I've seen that recipe but haven't tried it. The main issue with this approach, I think, is the balance between quality and speed. We have 3 annotators and 1 supervisor. The domain is rather specific so, often, the supervisor needs to explain new criteria to the team after a mistake was made. He is confident that a quick overview of things, in a table for example, would be enough in most cases, and fast enough.

Thanks again for helping me think this!

There are a few downsides to a "labeltable"-view in my experience. Part of my experience has to do with shortcuts. I'm must faster hitting my keyboard than I am moving my cursor. But another downside is that you typically aren't as precise when dealing with bulk batches. The final segment of my "find bad labels in image data"-video (found here) gives a demonstration of what I mean by this. This is my personal experience though; it may be that this does not apply to your use case. You certainly could spend the effort of making a custom interface if you really feel that it would be better.

One thing that might save a lot of time though: are there moments where the supervisor is not needed? I can imagine if 1 of the 3 annotators disagrees with the label that a supervisor is required, but if they all agree? Is it really that likely that the supervisor would disagree? If the supervisor is the bottleneck, it may also be a possibility to give the supervisor a subset of data points.

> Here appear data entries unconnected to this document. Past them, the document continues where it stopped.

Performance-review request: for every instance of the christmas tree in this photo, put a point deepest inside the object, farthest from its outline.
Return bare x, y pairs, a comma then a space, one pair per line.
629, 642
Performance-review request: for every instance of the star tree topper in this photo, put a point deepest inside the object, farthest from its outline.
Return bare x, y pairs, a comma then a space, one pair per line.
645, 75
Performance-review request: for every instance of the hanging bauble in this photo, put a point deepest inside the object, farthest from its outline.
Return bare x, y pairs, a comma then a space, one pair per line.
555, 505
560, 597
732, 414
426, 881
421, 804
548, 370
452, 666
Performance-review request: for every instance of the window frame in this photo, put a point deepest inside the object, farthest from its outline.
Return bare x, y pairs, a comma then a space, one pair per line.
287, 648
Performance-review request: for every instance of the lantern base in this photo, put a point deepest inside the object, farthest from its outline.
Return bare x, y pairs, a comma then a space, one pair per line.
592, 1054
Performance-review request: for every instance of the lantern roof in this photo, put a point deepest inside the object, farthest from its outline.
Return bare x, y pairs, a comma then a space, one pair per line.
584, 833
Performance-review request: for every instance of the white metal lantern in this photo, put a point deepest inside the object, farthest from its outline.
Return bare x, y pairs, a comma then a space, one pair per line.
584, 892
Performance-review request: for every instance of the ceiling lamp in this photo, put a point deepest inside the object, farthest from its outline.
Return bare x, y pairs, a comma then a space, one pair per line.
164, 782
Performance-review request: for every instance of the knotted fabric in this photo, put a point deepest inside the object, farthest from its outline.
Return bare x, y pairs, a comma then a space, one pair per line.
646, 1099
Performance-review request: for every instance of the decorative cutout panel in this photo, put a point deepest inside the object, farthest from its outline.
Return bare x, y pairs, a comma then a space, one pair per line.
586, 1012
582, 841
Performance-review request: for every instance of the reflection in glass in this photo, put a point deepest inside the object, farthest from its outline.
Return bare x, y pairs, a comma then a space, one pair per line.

Also, what kind of data are you labelling? Text classification? NER?

Right now we are working with multiple choice text classification. But we will be doing NER in the future.

You are right about the supervisor working on a subset. I'm thinking on giving them some kind of overall visibility (yes a spreadsheet of sorts) and make them able to identify a problematic subset of that. If the supervisor can quickly see that some labels are good, or some annotator is in general ok, then they could keep a smaller set of samples to review.

I need to think now on how the workflow would be, so that I can launch a prodigy review task using that input.

thanks again!
(the review recipe supports multiple choice right? I'm not finding examples)

I'd assume you should be able to do multiple choice reviews there, yes.

It may depend a bit on your version, though. The docs here remind me that if you're using an earlier version of Prodigy (v.1.7.1 or earlier) that you may need to pass the --view-id manually.